Dating website spied on its cheating users

It wasn't the spouses of cheaters that were doing the spying. A dating website for people looking to secretly cheat spied on their users.

Eric Anderson, the "chief science officer" at Ashley Madison, a dating website for affairs, spied on more than 4,000 conversations from 100 women had with potential flings.

"I monitored their conversation with men on the website, without their knowing that I was monitoring and analyzing their conversations," he says. "The men did not know either."

Anderson used data that included the women's profile information, along with private messages the women had with men over the period of one month. Even though the women did not know that their private messages were being spied on, it is listed in the terms and conditions they had to agree to when registering for the site.

Anderson, who is also a professor at the University of Winchester in England, used the spied on conversations for a study that was presented on Saturday at the 109th Annual Meeting of the American Sociological Association in San Francisco.

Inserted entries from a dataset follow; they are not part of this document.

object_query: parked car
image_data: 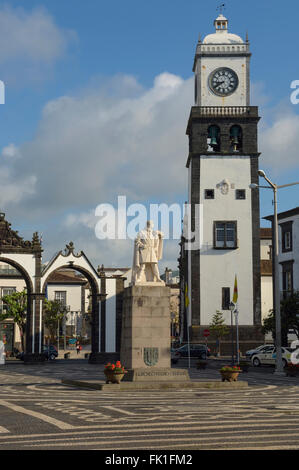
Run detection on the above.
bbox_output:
[171,344,211,364]
[16,344,58,361]
[251,346,293,367]
[245,344,274,359]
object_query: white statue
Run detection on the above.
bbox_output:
[131,221,164,285]
[0,340,5,365]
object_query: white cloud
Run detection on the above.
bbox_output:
[4,73,299,269]
[1,144,21,159]
[0,166,36,209]
[8,73,193,219]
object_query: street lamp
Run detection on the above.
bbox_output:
[249,170,299,375]
[229,302,235,366]
[234,308,240,364]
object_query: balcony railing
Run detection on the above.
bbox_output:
[0,267,21,276]
[196,106,257,116]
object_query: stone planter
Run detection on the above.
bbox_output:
[104,370,125,384]
[285,367,299,377]
[196,361,208,369]
[220,370,240,382]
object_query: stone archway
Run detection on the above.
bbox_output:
[41,242,106,362]
[0,212,42,363]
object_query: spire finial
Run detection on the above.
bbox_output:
[216,3,225,15]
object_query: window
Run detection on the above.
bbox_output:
[230,125,243,152]
[207,126,221,152]
[54,291,66,307]
[222,287,230,310]
[284,232,291,250]
[0,287,16,313]
[214,222,237,250]
[205,189,215,199]
[281,260,294,297]
[236,189,246,200]
[280,222,293,253]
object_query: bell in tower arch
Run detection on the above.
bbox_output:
[207,126,220,152]
[230,125,243,152]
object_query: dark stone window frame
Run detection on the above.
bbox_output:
[205,189,215,199]
[222,287,230,310]
[279,260,294,298]
[213,220,238,250]
[279,220,293,253]
[236,189,246,201]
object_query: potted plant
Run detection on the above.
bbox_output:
[220,366,242,382]
[239,361,251,372]
[104,361,126,384]
[285,362,299,377]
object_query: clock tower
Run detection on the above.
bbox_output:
[186,14,261,342]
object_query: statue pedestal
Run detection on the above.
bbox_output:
[120,283,190,382]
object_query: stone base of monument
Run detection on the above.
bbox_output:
[123,367,190,382]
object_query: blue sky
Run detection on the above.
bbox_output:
[0,0,299,267]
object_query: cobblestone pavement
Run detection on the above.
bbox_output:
[0,360,299,451]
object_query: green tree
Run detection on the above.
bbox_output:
[209,310,229,355]
[44,299,67,341]
[262,291,299,346]
[0,290,27,351]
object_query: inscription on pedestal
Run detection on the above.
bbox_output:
[143,348,159,366]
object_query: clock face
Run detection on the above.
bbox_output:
[209,67,239,96]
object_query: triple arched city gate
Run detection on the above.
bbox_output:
[0,213,125,363]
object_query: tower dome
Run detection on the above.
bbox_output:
[203,13,244,44]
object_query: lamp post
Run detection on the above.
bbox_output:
[234,308,240,364]
[249,170,299,375]
[229,302,235,366]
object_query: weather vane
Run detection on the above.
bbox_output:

The study claims that women look to cheat before they need more passion. The research suggests that women would rather cheat than divorce because they usually still love their husbands. "It is very clear that our model of having sex and love with just one other person for life has failed -- and it has failed massively," he says.

It should be noted that there is a conflict of interest with the study since a dating site that promotes cheating on your husband pays Anderson. His study conclusions also come from a sample of women who want to cheat on their spouses. While he wants the study "to help unravel the stranglehold that our culture has on sex and love," it is still a biased study.

"Most of our knowledge of women who cheat comes from another population via selection bias, those in counselors' offices. My method is the best way we can do this. It's not perfect, but it's the best we have," he says.

Putting aside his bias, Anderson has a theory that people want to cheat because the Internet makes people aware that there are more opportunities outside their marriages.

"Individuals evaluate their own standing by comparing their current position with those who have more," he writes. "Women may therefore look at their monogamous relationships and consider themselves sexually deprived in comparison to what they see occurring in today's sexualized culture."

Even if your husband doesn't know you have been getting intimate with others on the Internet, someone out there does.